Calcutta High Court
Dwarika Malo vs Emperor on 8 February, 1929
Equivalent citations: 122IND. CAS.219, AIR 1930 CALCUTTA 60(2)
JUDGMENT
1. This is a reference by the Additional Sessions Judge of Dicca under Section 374 of the Code of Criminal Procedure, submitting for confirmation the proceedings in a case under Section 302 of the Indian Penal Code, in which sentence of death has been passed upon the accused. The accused Dwarika Malo has also appealed against his conviction and sentence.
2. A preliminary point has been raised on behalf of the appellant that the Jury, before which the case was tried, was not properly or legally constituted and that as a consequence, the conviction and sentence are bad in law. We think that this contention is well-founded and must prevail.
3. The sections of the Code which bear upon the point are Sections 274 and 326 of the Code. Section 274 lays down that, in trials before the Court of Session, the Jury shall consist of such uneven number, cot being less than five, or more than nine, as the Local Government, by order applicable to any particular district, or to any particular class of offences in that district, may direct; and the proviso to this section, which was added by Act XII of 1923, states that where any accused person is charged with an offence punishable with death, the Jury shall consist of not less than seven persona and, if practicable, of nine parsons.
4. Section 326, which deals with the summoning of Jurors and Assessors, requires inter alia that the number to be summoned should be not leas than double the number required for the trial.
5. Applying these provisions of the law to the present case, it is clear that, it being a murder case not less than eighteen Jurors should have been summoned. As a matter of fact only 14 were summoned, and there was, therefore, to commence with, a failure to comply with Section 326. It appears, however, that Section 274 could still have been complied with since eleven Jurors are shown as having been in attendance. For some reason, however, only seven of these were empanelled and the trial proceeded. In the circumstances stated, it cannot be said that it was not practicable to empanel a Jury of nine as required by Section 274, and, as there was a breach of this statutory provision, the Jury must be held to have been illegally constituted.

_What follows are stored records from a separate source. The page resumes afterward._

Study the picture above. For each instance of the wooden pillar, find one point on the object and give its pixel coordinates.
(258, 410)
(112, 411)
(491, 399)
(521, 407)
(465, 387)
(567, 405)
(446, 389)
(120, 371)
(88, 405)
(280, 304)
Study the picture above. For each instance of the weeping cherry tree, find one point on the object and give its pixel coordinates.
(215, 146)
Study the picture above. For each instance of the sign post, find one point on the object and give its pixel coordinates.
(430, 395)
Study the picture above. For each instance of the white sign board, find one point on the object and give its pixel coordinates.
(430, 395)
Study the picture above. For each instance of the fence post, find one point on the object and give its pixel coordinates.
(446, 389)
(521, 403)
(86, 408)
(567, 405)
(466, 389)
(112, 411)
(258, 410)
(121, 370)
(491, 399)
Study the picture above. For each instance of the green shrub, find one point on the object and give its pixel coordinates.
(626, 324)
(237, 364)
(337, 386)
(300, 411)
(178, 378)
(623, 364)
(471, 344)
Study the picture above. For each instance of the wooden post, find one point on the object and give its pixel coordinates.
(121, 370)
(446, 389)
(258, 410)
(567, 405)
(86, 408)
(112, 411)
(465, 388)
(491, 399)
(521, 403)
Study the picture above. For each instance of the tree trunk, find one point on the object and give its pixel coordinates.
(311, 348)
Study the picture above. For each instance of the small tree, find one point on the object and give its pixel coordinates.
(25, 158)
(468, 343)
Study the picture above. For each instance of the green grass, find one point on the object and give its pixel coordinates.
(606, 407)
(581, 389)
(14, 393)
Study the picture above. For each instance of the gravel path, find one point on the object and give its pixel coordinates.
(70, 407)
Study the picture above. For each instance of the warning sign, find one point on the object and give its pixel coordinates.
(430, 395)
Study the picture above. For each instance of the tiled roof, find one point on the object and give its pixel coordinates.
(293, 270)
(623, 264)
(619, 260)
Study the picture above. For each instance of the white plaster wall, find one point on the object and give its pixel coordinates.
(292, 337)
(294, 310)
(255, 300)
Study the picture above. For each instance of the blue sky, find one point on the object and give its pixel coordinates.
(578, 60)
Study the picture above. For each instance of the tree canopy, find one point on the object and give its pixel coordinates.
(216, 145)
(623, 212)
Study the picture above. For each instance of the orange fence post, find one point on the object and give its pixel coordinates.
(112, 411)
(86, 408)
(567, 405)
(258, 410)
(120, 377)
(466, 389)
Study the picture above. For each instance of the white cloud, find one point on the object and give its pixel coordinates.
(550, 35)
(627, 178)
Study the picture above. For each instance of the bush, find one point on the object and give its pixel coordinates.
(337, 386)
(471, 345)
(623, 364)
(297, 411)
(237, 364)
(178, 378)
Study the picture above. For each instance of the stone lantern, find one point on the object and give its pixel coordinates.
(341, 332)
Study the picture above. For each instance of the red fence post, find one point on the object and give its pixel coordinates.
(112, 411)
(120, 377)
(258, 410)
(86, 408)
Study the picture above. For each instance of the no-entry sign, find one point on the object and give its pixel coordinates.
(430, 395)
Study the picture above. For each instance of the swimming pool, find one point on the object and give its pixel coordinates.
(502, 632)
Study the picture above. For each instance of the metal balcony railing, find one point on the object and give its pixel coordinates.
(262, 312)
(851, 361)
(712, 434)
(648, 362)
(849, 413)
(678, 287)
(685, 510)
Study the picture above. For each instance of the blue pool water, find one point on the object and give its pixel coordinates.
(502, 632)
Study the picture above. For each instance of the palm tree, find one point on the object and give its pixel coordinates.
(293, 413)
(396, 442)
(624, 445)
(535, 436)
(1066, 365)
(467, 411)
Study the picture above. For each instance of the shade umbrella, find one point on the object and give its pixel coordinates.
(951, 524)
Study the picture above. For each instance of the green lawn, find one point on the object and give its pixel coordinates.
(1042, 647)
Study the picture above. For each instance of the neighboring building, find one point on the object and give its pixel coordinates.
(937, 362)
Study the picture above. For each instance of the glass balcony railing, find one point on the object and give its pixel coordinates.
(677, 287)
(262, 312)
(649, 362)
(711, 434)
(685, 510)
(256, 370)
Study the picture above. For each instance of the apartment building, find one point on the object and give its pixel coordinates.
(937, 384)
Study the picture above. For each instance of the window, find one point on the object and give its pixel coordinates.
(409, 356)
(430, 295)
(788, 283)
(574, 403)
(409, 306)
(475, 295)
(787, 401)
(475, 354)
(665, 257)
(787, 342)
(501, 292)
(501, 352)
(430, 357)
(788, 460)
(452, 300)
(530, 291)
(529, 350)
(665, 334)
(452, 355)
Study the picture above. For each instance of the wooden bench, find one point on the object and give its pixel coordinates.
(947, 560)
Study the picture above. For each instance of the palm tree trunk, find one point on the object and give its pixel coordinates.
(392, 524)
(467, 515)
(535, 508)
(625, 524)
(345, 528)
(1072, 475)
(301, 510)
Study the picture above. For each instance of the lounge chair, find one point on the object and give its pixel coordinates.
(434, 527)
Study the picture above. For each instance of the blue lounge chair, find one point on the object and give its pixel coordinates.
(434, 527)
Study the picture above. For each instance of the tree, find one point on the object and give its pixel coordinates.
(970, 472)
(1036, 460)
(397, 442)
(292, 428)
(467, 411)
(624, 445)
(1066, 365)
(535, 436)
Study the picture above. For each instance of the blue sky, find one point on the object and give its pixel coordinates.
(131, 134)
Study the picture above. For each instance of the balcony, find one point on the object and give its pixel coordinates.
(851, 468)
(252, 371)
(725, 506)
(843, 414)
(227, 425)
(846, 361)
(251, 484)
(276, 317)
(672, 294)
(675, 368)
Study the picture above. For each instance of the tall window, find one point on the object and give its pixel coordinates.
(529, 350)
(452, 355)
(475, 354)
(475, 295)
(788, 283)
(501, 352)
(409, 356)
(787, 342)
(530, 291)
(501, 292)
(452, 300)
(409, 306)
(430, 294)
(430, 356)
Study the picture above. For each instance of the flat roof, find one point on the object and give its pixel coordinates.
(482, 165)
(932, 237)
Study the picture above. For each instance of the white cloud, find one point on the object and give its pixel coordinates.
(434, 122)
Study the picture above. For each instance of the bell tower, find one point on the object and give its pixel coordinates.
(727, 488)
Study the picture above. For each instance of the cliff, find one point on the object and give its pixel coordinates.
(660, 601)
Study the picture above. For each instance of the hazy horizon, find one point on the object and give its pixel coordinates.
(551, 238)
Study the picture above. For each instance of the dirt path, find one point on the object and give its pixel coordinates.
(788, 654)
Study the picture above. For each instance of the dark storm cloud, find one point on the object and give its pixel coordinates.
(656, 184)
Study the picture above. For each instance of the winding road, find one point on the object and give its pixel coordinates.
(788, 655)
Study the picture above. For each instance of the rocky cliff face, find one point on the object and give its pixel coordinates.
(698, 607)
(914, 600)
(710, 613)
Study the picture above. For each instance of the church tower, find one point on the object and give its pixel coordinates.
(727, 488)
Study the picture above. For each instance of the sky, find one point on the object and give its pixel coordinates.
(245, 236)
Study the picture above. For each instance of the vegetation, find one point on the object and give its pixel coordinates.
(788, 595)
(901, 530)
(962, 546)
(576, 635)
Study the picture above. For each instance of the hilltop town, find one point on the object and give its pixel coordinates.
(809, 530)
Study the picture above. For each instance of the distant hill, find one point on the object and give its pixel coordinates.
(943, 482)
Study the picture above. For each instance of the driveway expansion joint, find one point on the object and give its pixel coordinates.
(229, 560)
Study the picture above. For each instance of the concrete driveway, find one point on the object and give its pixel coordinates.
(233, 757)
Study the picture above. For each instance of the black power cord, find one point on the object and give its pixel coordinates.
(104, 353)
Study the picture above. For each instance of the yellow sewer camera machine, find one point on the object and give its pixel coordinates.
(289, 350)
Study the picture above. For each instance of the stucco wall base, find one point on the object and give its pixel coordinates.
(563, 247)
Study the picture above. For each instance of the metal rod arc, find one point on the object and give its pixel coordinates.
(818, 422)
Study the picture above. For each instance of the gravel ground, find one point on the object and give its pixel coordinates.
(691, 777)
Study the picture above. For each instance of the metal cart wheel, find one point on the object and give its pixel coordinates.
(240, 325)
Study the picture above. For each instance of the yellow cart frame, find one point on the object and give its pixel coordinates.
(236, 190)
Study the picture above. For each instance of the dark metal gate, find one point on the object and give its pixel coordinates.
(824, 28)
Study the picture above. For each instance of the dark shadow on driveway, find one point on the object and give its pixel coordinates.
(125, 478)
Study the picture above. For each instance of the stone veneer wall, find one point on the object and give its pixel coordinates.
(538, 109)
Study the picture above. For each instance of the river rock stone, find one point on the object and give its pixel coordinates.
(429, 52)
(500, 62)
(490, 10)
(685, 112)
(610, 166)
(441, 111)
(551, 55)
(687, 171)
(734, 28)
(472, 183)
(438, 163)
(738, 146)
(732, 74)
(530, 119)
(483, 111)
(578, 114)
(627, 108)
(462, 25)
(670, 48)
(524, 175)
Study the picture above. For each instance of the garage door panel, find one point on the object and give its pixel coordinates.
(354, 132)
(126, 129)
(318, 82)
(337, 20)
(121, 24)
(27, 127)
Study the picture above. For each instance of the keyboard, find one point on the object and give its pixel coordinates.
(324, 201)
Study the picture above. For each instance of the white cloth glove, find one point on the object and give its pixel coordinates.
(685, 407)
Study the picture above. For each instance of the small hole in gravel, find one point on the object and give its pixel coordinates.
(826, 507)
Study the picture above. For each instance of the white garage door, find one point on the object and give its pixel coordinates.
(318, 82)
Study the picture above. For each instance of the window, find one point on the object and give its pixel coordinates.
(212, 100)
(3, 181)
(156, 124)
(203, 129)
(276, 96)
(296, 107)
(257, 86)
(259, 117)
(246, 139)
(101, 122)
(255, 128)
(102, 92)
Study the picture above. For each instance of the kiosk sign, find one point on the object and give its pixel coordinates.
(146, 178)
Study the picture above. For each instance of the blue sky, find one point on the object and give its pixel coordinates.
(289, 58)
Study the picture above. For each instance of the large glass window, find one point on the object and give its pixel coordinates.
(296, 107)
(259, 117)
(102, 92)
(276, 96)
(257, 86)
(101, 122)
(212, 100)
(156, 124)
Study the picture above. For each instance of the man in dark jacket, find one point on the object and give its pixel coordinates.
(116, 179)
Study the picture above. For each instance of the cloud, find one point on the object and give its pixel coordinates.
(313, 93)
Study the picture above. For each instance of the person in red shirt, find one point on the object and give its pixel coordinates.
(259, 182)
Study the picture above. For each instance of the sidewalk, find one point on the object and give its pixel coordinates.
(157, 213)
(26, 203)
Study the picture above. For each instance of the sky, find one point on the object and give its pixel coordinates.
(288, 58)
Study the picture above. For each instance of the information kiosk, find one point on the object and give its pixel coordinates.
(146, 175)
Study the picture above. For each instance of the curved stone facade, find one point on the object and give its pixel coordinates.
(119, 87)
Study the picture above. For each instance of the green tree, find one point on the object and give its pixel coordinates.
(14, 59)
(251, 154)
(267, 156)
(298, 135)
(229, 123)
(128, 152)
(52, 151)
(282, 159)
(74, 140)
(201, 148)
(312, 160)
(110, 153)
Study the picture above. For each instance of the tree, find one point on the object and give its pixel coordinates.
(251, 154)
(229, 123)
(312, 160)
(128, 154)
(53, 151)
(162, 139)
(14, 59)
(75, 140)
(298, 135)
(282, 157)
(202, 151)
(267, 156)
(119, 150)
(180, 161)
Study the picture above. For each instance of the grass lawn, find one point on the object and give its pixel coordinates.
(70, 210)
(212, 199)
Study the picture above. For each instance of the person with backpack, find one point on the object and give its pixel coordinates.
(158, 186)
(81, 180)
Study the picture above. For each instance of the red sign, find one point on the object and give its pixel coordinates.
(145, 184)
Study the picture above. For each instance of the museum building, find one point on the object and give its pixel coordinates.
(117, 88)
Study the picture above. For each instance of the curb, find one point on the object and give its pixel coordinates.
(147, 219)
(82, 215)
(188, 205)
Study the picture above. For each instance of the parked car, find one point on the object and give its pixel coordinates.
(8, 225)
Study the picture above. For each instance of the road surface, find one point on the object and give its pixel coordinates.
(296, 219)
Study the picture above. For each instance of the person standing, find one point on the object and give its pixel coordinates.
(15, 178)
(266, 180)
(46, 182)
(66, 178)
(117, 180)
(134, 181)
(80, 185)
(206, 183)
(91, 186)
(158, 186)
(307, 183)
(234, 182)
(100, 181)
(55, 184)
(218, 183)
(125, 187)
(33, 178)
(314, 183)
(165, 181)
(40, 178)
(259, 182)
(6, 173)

This view of the matter is supported by recent authority in this Court.
6. In the case of Serojul Islam v. Emperor twelve persons were summoned and seven persons were selected as Jurors out of eight who attended. It was held that the tribunal was illegally constituted, the proceedings were set aside, and the case remitted for retrial. We regret that we have no alternative but to follow the same course in the present case. We, accordingly, allow the appeal, set aside the conviction and sentence and direct that the case be re-tried according to law.
7. We draw the attention of the Additional Sessions Judge to the importance of seeing that the sections of the Code to which reference has been made above are in future carefully complied with.